Pero no lo ven así algunos sectores en Elche y Elda, que anoche volvieron a salir a la calle en demanda de soluciones para la crisis del sector del calzado, motor de la economía en ambas poblaciones. En Elche, unas 200 personas participaron en la manifestación convocada por el Movimiento por la Unidad del Pueblo (MUP). La protesta partió del polígono de Carrús -enclave industrial donde el 18 de septiembre una protesta acabó con la quema de dos almacenes de empresarios chinos- y concluyó frente al Ayuntamiento. Los manifestantes exigieron más ayudas públicas y medidas para erradicar el clandestinaje. En Elda también salieron apenas dos centenares de trabajadores, también a iniciativa del MUP, se concentraron en la plaza de Sagasta.

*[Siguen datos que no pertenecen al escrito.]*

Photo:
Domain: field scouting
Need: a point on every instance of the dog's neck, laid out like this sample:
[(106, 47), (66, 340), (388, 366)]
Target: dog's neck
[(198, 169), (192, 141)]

Por otro lado, el Consejo Económico y Local de Elche aprobó una partida de 600.000 euros para financiar el Pacto por el Empleo, cuya prioridad es recolocar a los operarios abocados al paro por la crisis industrial. Mientras, representantes de la Asociación Española de Componentes del Calzado se reunieron con empresarios chinos para "tranquilizarles" tras los incidentes del polígono Carrús.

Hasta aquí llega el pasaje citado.